Workflow:Mage ai Mage ai Building a New Destination Connector
| Knowledge Sources | |
|---|---|
| Domains | Data_Engineering, ETL, Connector_Development |
| Last Updated | 2026-02-09 07:00 GMT |
Overview
End-to-end process for creating a new Singer-compatible destination connector (target) within the Mage integrations framework, from class scaffolding through batch export implementation to state handling.
Description
This workflow guides developers through building a new data destination connector that integrates with the Mage ETL framework. Destinations consume Singer-protocol messages (SCHEMA, RECORD, STATE) and load data into target systems. The framework provides two base architectures: the Mage-native Destination base class with batch accumulation and byte-size-based draining, and the Singer SDK Target/Sink architecture with parallel drain operations and stream mapping. For SQL-based targets, the SQLSink base provides SQLAlchemy-powered schema management, table creation, and bulk INSERT/UPSERT operations. The resulting connector will support JSON schema validation, configurable batch processing, upsert operations, and state-based checkpoint recovery.
Usage
Execute this workflow when you need to add support for a new data destination that is not already covered by existing connectors. Common triggers include:
- You need to load data into a database, warehouse, or service that does not have an existing Mage destination connector
- You need custom loading logic beyond what existing connectors provide (e.g., specialized upsert strategies)

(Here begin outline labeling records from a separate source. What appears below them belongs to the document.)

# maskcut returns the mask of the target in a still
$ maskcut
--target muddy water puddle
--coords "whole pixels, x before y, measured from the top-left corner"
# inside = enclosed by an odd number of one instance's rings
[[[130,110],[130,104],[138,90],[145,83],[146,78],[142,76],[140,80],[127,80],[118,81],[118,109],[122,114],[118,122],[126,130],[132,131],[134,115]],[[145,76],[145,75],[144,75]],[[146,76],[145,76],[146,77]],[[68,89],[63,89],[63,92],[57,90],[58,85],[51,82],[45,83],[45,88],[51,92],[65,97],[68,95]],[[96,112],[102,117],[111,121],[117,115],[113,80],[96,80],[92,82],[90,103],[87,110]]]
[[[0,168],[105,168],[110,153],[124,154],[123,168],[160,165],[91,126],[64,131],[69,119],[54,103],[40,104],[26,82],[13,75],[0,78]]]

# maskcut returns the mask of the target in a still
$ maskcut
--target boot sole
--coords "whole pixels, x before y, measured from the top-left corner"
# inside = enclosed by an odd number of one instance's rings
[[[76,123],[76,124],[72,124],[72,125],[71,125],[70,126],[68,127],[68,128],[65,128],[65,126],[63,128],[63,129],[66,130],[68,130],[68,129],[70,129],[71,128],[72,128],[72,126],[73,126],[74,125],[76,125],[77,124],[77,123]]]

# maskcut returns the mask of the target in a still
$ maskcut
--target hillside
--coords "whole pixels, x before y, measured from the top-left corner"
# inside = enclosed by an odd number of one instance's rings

- You are contributing a new destination integration to the Mage open-source project
Execution Steps
Step 1: Architecture Selection
Choose between the two available destination architectures based on the target system type and requirements. The Mage-native Destination base provides simpler batch processing, while the Singer SDK Target/Sink architecture provides parallel drain and stream mapping capabilities.
Architecture options:
- Mage Destination base (destinations/base.py): Override export_data() and/or export_batch_data(). Best for simple targets and non-SQL destinations
- Singer SDK Target + Sink (destinations/target.py + sink.py): Implement a Target subclass with get_sink_class() and a Sink subclass with process_record() and process_batch(). Best for complex targets needing parallel processing
- Singer SDK SQLSink (destinations/sqlsink.py): Extends Sink with SQLAlchemy support for SQL targets. Provides automatic table creation, schema evolution, and bulk operations
Key considerations:
- SQL-based destinations should use the SQLSink for maximum code reuse
- API-based destinations typically use the Mage Destination base with export_batch_data()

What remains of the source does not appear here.